The ECP award is among the most prestigious honors granted by the Army to outstanding scientists beginning their careers.

Santiago Segarra

Santiago Segarra, W. M. Rice Trustee Assistant Professor of electrical and computer engineering (ECE) at Rice has been awarded the Early Career Program (ECP) Award for his research on "Information Fusion from Unaligned Networks" by the Army Research Office, a directorate of the U.S. Army Combat Capabilities Development Command Army Research Laboratory (DEVCOM ARL).

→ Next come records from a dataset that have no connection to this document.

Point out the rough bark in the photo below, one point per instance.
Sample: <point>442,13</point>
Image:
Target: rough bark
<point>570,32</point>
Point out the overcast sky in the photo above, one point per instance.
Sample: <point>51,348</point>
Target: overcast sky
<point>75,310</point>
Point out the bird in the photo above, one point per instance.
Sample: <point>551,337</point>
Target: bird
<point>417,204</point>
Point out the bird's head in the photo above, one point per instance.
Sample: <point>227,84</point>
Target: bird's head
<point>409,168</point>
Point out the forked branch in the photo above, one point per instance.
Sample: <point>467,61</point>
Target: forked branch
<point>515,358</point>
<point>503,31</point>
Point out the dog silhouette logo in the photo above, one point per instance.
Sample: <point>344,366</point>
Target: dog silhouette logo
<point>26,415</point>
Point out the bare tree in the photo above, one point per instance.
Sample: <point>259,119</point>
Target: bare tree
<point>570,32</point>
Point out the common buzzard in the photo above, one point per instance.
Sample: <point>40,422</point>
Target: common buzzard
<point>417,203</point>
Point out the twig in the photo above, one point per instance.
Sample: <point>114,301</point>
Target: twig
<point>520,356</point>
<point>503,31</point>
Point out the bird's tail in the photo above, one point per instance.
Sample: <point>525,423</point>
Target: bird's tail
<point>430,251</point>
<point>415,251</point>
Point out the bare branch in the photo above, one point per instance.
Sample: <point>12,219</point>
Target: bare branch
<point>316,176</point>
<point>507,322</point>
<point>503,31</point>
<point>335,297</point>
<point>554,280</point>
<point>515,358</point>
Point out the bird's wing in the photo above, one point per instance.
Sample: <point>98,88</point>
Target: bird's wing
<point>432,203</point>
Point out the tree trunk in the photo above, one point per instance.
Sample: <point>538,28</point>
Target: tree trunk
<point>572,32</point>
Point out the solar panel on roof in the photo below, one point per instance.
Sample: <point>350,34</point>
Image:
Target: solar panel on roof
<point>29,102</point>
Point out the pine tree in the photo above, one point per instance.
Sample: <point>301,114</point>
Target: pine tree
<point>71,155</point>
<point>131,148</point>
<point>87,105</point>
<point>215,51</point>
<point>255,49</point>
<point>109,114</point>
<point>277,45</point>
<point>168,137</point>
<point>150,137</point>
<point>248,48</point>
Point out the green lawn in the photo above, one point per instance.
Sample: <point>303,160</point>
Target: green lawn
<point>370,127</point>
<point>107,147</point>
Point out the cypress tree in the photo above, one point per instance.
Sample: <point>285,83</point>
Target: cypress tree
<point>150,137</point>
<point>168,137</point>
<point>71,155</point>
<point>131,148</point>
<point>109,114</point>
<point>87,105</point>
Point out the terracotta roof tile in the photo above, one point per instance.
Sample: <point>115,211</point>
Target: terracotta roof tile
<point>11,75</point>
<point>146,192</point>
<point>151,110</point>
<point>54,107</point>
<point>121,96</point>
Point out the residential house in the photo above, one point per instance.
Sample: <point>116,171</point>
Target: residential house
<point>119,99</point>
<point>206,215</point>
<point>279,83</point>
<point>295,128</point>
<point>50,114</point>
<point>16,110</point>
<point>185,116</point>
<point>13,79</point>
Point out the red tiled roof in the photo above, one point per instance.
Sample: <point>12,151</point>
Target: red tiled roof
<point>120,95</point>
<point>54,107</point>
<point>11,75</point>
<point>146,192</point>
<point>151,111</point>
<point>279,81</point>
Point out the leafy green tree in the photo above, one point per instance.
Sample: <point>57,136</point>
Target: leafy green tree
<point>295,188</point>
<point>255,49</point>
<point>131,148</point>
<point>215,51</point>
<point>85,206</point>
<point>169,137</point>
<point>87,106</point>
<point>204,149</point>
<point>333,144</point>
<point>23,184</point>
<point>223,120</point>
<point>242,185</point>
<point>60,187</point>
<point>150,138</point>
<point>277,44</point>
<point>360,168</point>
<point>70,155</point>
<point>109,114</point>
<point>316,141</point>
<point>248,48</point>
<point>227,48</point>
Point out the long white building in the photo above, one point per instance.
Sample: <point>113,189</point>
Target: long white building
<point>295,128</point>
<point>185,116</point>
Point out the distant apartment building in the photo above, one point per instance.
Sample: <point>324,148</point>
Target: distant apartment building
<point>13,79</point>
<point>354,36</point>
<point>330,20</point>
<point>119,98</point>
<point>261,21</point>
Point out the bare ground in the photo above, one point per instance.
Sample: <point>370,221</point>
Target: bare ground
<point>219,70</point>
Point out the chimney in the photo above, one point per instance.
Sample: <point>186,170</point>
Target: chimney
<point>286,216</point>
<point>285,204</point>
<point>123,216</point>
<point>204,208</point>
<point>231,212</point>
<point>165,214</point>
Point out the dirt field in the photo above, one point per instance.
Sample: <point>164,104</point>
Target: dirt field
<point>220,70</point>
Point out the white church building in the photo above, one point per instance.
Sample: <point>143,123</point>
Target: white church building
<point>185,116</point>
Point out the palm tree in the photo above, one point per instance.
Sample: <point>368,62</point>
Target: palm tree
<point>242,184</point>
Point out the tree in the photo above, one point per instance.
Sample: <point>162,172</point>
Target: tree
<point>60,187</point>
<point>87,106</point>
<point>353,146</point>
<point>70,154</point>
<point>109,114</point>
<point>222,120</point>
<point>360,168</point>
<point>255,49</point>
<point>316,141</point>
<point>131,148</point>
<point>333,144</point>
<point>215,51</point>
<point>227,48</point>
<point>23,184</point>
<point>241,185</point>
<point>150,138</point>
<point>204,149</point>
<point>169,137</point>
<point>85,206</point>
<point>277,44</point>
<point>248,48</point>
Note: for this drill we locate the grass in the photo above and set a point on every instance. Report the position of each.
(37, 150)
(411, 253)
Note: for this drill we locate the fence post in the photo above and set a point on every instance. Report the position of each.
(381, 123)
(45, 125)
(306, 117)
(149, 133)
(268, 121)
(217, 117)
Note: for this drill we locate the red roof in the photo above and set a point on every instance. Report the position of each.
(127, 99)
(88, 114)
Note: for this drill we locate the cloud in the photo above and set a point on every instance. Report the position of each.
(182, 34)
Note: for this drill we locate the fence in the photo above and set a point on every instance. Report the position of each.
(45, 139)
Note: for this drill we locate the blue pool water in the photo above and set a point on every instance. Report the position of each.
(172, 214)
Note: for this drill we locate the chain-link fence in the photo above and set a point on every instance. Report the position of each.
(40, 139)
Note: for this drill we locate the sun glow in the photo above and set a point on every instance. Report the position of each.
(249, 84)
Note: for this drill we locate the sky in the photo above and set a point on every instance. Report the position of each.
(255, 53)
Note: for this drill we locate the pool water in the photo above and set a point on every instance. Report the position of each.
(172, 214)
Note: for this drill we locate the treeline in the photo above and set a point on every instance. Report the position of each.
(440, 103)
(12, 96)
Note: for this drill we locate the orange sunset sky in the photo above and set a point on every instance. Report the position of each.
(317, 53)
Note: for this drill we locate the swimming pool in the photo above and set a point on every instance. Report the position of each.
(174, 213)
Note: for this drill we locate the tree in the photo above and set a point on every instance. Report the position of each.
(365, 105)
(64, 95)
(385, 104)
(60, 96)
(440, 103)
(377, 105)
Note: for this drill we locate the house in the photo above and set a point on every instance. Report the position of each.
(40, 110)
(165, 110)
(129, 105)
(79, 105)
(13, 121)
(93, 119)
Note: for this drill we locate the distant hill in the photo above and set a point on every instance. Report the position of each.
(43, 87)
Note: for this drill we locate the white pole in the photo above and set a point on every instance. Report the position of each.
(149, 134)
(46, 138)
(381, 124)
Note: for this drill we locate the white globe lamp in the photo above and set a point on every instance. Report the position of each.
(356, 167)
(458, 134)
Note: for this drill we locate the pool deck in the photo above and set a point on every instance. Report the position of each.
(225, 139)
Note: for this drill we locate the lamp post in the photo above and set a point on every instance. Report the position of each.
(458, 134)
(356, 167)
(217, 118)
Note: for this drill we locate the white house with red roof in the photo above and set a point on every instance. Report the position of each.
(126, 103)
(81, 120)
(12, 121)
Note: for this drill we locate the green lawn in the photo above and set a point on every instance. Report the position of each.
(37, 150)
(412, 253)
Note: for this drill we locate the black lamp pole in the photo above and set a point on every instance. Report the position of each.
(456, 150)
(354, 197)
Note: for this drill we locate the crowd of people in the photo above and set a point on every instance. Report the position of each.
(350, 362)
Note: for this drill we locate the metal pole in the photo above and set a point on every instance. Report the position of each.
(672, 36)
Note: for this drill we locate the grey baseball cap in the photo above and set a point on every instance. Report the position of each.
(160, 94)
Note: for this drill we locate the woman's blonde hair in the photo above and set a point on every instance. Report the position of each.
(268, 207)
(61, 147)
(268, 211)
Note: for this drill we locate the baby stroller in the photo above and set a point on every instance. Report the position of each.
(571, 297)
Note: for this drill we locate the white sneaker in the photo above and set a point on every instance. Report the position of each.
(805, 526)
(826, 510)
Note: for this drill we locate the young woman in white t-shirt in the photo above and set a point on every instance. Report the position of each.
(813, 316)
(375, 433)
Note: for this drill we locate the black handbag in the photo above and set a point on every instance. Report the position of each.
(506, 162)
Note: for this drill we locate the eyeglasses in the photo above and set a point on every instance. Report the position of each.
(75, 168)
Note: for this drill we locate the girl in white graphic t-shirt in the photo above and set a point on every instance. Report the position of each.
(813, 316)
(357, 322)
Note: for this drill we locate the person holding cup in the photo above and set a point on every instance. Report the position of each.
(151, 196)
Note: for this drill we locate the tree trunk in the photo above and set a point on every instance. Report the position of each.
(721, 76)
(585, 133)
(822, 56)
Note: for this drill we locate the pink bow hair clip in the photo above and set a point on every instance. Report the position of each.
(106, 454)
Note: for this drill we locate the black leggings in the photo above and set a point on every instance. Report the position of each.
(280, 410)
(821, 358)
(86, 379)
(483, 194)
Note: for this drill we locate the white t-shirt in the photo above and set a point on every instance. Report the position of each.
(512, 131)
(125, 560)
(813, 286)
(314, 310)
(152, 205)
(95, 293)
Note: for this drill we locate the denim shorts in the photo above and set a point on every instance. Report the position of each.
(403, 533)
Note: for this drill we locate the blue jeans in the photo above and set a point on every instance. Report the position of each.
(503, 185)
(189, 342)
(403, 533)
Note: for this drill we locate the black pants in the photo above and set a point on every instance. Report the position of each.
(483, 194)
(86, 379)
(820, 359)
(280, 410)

The ECP award is among the most prestigious honors granted by the Army to outstanding scientists beginning their careers. The purpose of the ECP is to draw outstanding new university faculty members to pursue research in areas related to the Army. The program also encourages and supports these faculty members in their endeavors to teach and continue research in these areas.

DEVCOM ARL manages the Army’s extramural research program. It funds research proposals from educational institutions, nonprofit organizations and private industry to raise fundamental knowledge and understanding in the sciences that have an impact on enabling new and improved Army operational capabilities and related technologies beneficial to national security needs.

The objective of Segarra’s proposal is to “derive a comprehensive theory and efficient algorithms to jointly learn from unaligned networks.” In order to “further equip the data-driven and network-centric Army of the future by enabling fast and autonomous extraction of actionable knowledge across all networked systems.”

“The ability to rapidly and continuously integrate all domains of warfare in multi-domain operations is key to deterring and fighting against near-peer adversaries. Such integration requires the fusion and processing of data from diverse sources to extract critical and actionable intelligence.” Segarra said.

Many data sources are relational in nature and can be represented as networks, e.g., interconnected sensors, communication between soldiers, networked manned and unmanned platforms, and human-machine collaboration in tactical scenarios. Hence, in order to aid the decision-making of human and artificial intelligence (AI) agents, one needs to combine information from multiple networks and make it available at the right time and at the right place.

Segarra received his M.Sc. in Electrical Engineering and his Ph.D. in Electrical and Systems Engineering from the University of Pennsylvania, Philadelphia, in 2014 and 2016 respectively.

He joined the George R. Brown School of Engineering ECE Department of Rice University in July of 2018 and was awarded the Rice’s School of Engineering Research + Teaching Excellence Award in 2021. Before joining Rice, he served as a postdoctoral research associate at the Institute for Data, Systems, and Society at the Massachusetts Institute of Technology from 2016 to 2018.

His research focuses on network theory, data analysis, machine learning, and graph signal processing.